In the year and a half since the publication of Future War, Latiff’s imagined future fared relatively well. His assessment that America’s civilian leadership knows little about the military and less about emerging new technology has been validated in Senate hearings with Mark Zuckerberg and Sundar Pichai.[12] In Senate hearings last year, Facebook CEO Mark Zuckerberg answered a range of uninformed questions about Facebook including “How do you sustain a business model in which users don’t pay for your service?” To which he replied that they “Run ads.” Later, during a different hearing Google CEO Sundar Pichai was asked questions about the iPhone—to which he replied “Congressman, iPhone is made by a different company.” The demonstrated lack of even the most basic understanding of major tech companies, and the failure to differentiate between them is a damning show of ignorance by senior American leaders, but probably closer to the rule than the exception. One clear miss in his predictions was a failure to cover hypersonic weapons, which may prove to be the Pentagon’s new boogeyman. Such weapons are probably more relevant, at least in the near term, than the repeatedly mentioned biologically modified soldiers.
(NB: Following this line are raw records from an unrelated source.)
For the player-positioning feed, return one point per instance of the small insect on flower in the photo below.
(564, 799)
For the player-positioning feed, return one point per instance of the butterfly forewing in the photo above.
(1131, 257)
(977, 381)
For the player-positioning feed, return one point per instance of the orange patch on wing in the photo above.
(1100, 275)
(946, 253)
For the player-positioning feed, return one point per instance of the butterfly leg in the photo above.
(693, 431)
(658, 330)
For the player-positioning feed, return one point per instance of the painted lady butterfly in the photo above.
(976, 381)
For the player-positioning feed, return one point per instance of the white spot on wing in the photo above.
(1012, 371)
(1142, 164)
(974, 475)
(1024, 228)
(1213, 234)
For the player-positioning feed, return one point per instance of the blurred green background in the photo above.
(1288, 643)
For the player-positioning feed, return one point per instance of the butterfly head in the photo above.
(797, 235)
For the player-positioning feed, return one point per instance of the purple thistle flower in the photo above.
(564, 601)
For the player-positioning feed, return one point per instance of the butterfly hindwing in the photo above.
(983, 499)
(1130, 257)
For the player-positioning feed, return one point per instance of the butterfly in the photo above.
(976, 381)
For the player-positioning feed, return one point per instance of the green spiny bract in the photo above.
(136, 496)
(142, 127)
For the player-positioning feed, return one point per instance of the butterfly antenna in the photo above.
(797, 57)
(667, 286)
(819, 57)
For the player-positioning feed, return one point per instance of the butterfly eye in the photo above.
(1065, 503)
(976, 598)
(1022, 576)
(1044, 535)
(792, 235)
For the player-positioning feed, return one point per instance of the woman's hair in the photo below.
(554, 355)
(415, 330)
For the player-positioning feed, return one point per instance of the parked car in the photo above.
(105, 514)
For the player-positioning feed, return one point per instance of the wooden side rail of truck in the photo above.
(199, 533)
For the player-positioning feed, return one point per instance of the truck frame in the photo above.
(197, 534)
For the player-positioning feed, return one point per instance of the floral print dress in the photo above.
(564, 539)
Lawrence Freedman, who recently published The Future of War: A History, would appreciate Future War. It avoids two of the major pitfalls that Freedman identifies in the future war genre. Latiff is not arguing that a single type of weapon or technology will dominate warfare and nor is he declaring that the end is nigh. His most significant prediction is increasing ethical and technological complexity and the emphasis on the moral and leadership sides of warfare would stand out among the works that Freedman covered in his book. That emphasis is more likely to keep Latiff’s work relevant where others in the genre are quickly overtaken by the present and fade into obscurity.

Latiff laments wavering U.S. commitments to NATO and reversals in Middle Eastern policy, a stance in line with the defense establishment. He would be disappointed to see that both have far increased since publication of Future War, and show no signs of slowing. His focus on biotechnology advances and advanced gene editing which initially seemed the most implausible have been validated by recent developments like the announcement of a genetically modified baby in China, true or not. Additionally, debates over the ethics of autonomous weapons have exploded in the months since Latiff published his book.

Future War is the whole-of-society sibling to Scales on War’s hard-nosed call to action with the cynicism of James Fallows’ “The Tragedy of the American Military.” Its merit lies in the contradictions and dilemmas that it frames and its brevity at only 192 pages. Where Latiff is strong on ideals and ethics, he is weak on policy pragmatism. He is unable to offer a way forward at the actionable level. Many of his arguments are tired rallying cries, though he is a master at concisely framing his point of view and drawing on the best available commentary. Still, he does little to refresh them. A quick read, Future War imagines a future fraught with moral dilemmas and technological complexity.